The same is true of the Halk Malakhaty nominees. One of them is deputy head of the Turkmengeologiya State Corporation, and Minister of the Oil and Gas Industry and Mineral Resources Ishankuli Nuryyev.”
This is as detailed an attempt of reading the power struggle as has appeared in English to date. This is not to say it is reliable, as so much Russian commentary (as helpfully suggested by the Turkmen Ministry of Foreign Affairs) tends to sensationalism over actual substance. Indeed, the basic premise here is that Berdymuhammedov is a helplessly unqualified civilian out of his depth among military authorities. However, he has an edge over his potential in a marginally greater international visibility. Even the United States would prefer to see a Niyazov stooge come to power than an unknown and militarily inclined quantity, which, on top of Kremlin support, may tell in the long-term.
And while in the bogus political science realm of Turkmenology, there is also the respectable possibility, as the government itself is at pains to stress, that there is some kind of consensus governance operating in the post-Niyazov scenario. Reports of Niyazov-style Cabinet sessions do not make this particularly likely, but it could explain why the oft-predicted power struggle bloodbath has failed to materialise.











on January 4th, 2007 at 6:09 pm
Hey, have you guys heard that Berdymuhammedov is saying he’ll drop restrictions on the internet? see: http://www.guardian.co.uk/worldlatest/story/0,,-6322292,00.html
on January 5th, 2007 at 12:51 am
I have seen one version of that report, but in view of his track record so far on openness and transparency, I would take it with a pinch of salt. My position towards such remarks is, cynically perhaps, not to wonder what they would mean if they were true, but to speculate on what caused him to make them in the first place. Probably the same reason that Niyazov used to constantly speak about the importance of democracy.

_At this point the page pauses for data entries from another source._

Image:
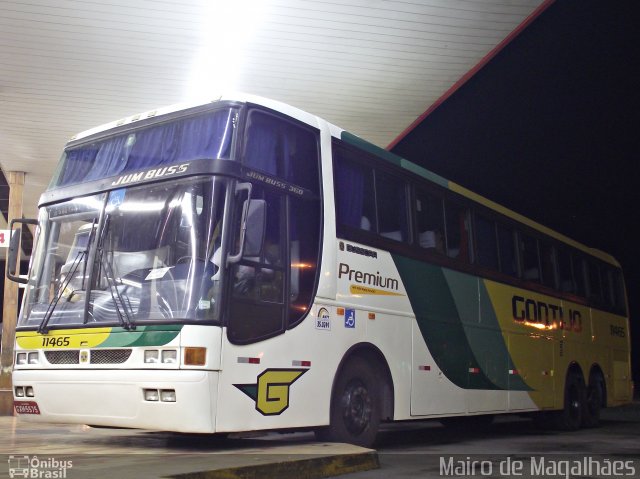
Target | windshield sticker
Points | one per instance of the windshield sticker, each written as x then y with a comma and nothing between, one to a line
157,273
279,183
151,174
323,321
116,198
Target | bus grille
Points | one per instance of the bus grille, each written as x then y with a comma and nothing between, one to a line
110,356
98,356
63,357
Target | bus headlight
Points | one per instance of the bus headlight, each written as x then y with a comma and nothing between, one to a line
168,395
151,395
151,356
170,356
195,356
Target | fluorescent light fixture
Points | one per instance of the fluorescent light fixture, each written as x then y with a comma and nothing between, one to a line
227,29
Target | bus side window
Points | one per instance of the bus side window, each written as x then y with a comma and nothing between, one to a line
618,292
593,283
458,232
548,264
355,205
530,260
579,275
391,199
566,282
486,242
508,258
429,221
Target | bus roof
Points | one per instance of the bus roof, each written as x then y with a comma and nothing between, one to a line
354,140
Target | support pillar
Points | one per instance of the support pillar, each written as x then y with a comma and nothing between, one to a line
15,179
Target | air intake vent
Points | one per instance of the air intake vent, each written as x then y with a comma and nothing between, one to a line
63,356
109,356
98,356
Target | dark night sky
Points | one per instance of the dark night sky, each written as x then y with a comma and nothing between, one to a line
549,129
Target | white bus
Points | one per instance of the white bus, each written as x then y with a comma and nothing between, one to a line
243,265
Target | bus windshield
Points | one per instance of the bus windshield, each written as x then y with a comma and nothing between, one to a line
137,254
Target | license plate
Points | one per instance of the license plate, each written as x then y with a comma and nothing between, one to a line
26,407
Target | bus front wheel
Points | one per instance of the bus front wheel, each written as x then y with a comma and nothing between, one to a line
355,406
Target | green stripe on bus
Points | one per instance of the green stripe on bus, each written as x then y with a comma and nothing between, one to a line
482,329
395,159
158,335
440,324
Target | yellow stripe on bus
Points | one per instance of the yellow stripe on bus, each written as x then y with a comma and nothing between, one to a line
63,338
356,289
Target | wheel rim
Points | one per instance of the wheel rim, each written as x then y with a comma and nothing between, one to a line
594,400
574,406
356,407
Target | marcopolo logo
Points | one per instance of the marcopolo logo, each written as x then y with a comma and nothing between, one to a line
35,467
271,392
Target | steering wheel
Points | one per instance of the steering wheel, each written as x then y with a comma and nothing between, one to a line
189,258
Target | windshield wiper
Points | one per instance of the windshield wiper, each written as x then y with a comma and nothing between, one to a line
84,254
116,295
42,329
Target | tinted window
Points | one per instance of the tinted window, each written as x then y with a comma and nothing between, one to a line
430,221
565,272
282,148
458,231
392,207
508,259
548,263
486,242
355,197
579,275
593,282
530,260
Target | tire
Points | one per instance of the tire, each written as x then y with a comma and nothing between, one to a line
355,406
593,403
575,398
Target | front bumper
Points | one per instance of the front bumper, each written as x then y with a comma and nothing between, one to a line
116,398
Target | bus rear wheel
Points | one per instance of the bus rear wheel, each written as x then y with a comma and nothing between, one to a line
355,406
575,397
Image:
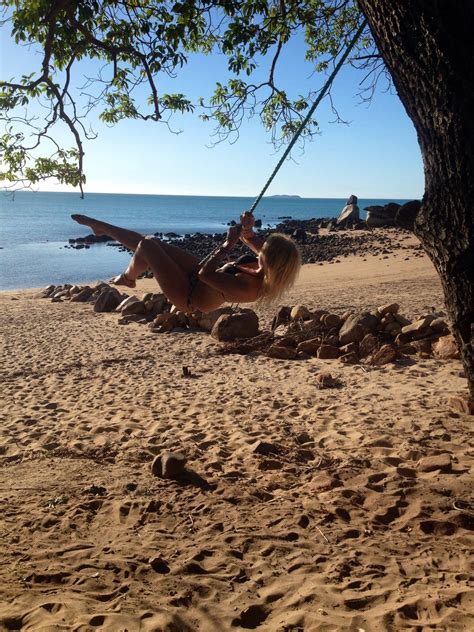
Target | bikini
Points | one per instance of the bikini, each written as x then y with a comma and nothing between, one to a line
228,268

on January 5th, 2007 at 6:33 pm
Indeed, a pinch of salt was taken. I can’t help but be cautiously optimistic though–as we’ve seen in Soviet history, it took only the death of Stalin for the Stalinist era to end. A totalitarian system built on a cult of personality can’t last much past the lifetime of that personality! Remember, right after the death of Stalin all the old posters and fears and gulags were still in place, but after a little while, the whole stinking edifice just fell in on itself, helped of course by Khrushchev and the Secret Speech. Now, I know Khrushchev was no democrat, but I’d much rather have a Khrushchev than a Stalin in Turkmenistan, and I cautiously believe that may be where things are heading.